Reha Çamuroğlu’ndan, “Devrim olsaydı, Türkiye’de solun birbirini kesme süreci
başlayacaktı”![39]
Hasan Bülent
Kahraman’dan, “Türkiye’de bir sol var; tarihi hayli eskiye, Meşrutiyet’e kadar
gidiyor… Fakat bu kişilerin, aydınlar, öncüler, bilenler olarak toplumsal bir
kitlesi, tabanı yok”![40]
Dicle
Üniversitesi Öğretim Üyesi Doç Dr. İlhan Kaya’dan, “Solun sorunu, özgürlükçü
olamamasında. Statükocu olmasında. Özgürlükler konusunda AKP’den geri
kalmasında. Hatta bazen MHP’nin bile gerisine düşmesinde… Solun sorunu, kendini
yenileyememesinde. Geçmişin paradigmaları ile değişen toplumu ve siyaseti
anlamaya çalışmasında. Hızla değişen toplumsal talepleri algılayamamasında.
Bunlara çözüm üretememesinde… Solun sorunu, çağdaş olamamasında. Zamanın ruhunu
okuyamamasında. Evrensel dili yakalayamamasında… Solun sorunu, sınıfsal
olmasında”![41],
“Tarih dışı”YMIŞ! “Birbirini kesecek”MİŞ!

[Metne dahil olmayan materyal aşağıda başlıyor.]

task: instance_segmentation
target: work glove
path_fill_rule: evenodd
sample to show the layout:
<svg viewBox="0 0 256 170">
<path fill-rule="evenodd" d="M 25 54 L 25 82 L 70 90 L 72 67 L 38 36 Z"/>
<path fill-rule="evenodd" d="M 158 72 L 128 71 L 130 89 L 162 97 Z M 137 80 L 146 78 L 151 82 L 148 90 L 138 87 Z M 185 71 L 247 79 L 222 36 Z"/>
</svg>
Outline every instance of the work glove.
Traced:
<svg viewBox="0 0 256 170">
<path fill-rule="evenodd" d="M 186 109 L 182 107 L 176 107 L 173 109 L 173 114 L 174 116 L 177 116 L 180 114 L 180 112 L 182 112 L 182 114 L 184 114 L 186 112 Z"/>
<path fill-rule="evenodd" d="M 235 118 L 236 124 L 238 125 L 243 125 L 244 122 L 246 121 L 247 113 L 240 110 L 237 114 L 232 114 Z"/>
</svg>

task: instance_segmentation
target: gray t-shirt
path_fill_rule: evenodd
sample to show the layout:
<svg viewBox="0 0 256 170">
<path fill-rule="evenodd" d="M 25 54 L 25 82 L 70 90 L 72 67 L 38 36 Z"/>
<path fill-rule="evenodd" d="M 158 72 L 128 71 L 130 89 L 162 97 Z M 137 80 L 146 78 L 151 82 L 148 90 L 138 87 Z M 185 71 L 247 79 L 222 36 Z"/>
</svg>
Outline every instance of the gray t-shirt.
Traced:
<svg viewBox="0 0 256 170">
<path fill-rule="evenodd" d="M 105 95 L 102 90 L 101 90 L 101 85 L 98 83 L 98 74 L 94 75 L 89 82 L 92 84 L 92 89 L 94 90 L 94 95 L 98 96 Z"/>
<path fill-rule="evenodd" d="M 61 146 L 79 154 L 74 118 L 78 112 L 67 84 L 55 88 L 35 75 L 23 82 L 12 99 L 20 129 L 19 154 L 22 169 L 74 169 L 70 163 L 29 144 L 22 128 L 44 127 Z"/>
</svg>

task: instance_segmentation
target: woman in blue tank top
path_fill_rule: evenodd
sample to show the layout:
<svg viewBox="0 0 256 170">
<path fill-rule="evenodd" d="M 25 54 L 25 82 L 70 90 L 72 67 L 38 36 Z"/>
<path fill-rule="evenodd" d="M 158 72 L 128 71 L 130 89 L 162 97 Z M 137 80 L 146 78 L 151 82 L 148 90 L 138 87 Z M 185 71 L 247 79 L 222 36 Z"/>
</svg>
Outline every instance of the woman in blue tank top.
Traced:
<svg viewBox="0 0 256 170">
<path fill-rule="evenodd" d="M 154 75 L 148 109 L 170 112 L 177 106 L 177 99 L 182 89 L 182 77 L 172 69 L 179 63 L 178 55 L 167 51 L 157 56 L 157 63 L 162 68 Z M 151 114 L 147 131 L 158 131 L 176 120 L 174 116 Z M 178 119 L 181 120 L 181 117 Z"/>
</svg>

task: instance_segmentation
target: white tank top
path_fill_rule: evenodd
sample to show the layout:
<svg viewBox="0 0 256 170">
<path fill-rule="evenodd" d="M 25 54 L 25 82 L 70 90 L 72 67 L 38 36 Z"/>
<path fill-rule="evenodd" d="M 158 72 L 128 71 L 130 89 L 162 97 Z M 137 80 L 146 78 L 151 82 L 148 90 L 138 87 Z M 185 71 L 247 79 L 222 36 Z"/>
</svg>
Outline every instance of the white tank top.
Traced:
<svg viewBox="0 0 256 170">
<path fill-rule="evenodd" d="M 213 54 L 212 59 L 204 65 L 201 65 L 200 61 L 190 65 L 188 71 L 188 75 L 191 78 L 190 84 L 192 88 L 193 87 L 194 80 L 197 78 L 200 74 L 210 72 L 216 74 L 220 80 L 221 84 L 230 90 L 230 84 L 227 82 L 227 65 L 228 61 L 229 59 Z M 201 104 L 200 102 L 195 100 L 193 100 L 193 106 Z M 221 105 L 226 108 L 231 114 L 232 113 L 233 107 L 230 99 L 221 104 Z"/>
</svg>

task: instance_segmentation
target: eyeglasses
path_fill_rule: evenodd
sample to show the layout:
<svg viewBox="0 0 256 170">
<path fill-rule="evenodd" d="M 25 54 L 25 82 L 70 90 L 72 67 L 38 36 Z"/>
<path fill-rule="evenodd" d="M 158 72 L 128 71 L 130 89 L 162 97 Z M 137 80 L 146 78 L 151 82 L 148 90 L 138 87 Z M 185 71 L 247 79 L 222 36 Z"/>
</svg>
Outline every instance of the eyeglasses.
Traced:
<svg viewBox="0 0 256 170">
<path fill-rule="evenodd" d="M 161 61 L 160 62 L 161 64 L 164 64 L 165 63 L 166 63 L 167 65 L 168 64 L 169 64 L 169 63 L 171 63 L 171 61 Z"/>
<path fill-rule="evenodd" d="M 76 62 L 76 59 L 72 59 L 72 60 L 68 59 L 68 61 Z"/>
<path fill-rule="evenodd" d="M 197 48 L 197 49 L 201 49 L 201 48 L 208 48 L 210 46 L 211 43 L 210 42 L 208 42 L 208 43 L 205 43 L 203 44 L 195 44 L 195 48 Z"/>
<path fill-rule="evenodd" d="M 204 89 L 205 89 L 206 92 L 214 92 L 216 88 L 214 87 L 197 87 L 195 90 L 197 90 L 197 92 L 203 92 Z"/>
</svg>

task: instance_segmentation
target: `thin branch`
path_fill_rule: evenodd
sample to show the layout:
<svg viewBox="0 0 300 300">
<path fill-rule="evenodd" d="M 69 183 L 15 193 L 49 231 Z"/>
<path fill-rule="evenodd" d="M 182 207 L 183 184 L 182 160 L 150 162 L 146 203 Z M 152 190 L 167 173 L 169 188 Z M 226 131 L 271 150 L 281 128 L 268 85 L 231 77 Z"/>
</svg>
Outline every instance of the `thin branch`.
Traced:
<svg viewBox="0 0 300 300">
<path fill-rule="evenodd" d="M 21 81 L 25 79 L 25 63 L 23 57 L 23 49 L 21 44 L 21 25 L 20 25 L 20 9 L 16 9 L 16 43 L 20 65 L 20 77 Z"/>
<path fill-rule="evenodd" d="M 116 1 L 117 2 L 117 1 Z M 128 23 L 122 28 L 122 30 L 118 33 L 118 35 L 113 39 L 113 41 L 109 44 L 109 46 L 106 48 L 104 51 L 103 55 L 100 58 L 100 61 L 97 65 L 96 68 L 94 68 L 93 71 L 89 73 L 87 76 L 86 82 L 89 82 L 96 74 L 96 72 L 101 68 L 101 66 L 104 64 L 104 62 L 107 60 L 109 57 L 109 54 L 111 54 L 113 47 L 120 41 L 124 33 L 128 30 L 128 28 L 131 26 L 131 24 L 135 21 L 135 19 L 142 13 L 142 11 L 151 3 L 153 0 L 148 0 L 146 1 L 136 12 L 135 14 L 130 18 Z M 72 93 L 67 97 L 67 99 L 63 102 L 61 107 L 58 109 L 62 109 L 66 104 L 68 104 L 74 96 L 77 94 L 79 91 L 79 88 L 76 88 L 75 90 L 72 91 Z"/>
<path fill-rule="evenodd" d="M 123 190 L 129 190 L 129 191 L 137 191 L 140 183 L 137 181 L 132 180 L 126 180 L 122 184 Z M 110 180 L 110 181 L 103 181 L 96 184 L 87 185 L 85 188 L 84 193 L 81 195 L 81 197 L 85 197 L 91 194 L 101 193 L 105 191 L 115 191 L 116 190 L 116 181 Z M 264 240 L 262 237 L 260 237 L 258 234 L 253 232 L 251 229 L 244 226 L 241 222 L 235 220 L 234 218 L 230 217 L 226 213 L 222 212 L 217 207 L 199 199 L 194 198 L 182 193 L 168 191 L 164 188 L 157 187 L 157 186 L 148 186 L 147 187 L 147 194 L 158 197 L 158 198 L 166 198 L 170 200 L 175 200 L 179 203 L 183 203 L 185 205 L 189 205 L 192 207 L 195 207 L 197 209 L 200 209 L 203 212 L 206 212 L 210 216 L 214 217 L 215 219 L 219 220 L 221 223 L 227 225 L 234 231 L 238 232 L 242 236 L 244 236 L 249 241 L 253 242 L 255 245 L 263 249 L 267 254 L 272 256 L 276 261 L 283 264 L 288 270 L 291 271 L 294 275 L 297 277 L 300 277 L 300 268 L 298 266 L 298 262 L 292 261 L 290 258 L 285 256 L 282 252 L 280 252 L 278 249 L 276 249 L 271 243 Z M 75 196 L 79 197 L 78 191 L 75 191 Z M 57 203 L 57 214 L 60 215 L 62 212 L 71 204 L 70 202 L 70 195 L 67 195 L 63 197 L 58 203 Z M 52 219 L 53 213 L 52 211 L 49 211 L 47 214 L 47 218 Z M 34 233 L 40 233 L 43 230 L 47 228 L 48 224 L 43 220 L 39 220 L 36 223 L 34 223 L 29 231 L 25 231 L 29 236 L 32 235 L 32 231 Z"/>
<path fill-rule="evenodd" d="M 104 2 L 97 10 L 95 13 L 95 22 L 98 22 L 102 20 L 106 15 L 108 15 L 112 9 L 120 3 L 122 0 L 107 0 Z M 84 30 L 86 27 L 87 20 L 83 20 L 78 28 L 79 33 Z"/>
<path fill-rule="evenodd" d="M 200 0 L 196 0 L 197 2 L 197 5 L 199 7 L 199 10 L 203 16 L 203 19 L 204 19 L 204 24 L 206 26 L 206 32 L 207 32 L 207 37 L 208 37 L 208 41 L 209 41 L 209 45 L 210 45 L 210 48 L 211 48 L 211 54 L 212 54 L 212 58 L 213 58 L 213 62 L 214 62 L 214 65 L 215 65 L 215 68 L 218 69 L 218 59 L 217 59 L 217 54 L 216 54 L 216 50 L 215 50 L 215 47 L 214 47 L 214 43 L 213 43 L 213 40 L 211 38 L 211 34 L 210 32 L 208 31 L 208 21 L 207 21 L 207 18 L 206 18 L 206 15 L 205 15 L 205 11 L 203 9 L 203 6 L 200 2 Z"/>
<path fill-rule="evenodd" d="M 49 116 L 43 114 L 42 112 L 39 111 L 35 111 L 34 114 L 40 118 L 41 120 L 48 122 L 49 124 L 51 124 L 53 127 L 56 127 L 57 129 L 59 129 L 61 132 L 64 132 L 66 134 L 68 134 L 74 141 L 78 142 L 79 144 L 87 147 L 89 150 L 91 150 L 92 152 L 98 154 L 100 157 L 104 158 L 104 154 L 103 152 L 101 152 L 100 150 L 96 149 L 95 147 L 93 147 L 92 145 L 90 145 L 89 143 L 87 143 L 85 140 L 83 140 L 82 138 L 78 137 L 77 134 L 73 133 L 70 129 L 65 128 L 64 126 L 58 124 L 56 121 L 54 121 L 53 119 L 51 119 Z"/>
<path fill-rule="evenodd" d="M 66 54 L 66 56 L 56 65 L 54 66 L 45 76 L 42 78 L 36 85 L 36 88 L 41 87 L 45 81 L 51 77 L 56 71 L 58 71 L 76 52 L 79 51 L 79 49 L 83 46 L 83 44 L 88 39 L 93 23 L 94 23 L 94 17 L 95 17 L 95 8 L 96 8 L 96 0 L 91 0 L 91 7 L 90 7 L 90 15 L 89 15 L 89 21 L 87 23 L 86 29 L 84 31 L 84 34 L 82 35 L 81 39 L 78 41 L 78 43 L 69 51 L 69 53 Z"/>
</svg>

“Tabanı yok”MUŞ! “Sorunu, sınıfsal olmasında”YMIŞ! Bu “zekâ küpleri”nden biri
kalkıp da “değişen toplumsal talepler”in “ne” olduğu; “zamanın ruhu”nun “neye”
tekabül ettiği, “evrensel dil”in “neden” oluştuğu konusunda dişe dokunur bir
lâf söylese, emin olun ki gam yemeyeceğiz... Ama n’eylersiniz; büyük söz edip
hiçbir şey söylememe sanatı, ne yazık ki günün en gözde mesleği!
Sormadan
geçmemeli: Sınıfsal olmamalı da ne olmalı(yız)?! “Evrensel”? “Yerel”? “Küresel”?
“Küyerel”? “Bireysel”? “Ulusal”? Bir cevap verin, yahu!
Bir şeyin altını çizmeli(yiz): Kendisini
ulusla, ülkeyle, dinle, mezheple, mahalleyle açıklamayan/ açıklaması da mümkün
olmayan radikal sosyalist hareketin işi kolay değildir; ve hiçbir pragmatizmle,
“hümanist” ya da “popülist” gerekçeyle açıklanamaz. Eduardo Galeano’nun,
“Bakışlarını geriye çevirmiş bir peygamberdir tarih: Olmuş olandan hareketle ve
olmuş olana karşıt olarak gelecek olanı haber verir,” diye betimlediği tarih
bunun örnekleriyle doludur.
Çünkü “Sosyalistlerin
başarısızlığının kanıtı olarak milliyetçilerin ve dincilerin başarısı,
kitleselleşmesi gösterilir! Ama sosyalistlerin derdi, (Kürt-Türk fark etmez)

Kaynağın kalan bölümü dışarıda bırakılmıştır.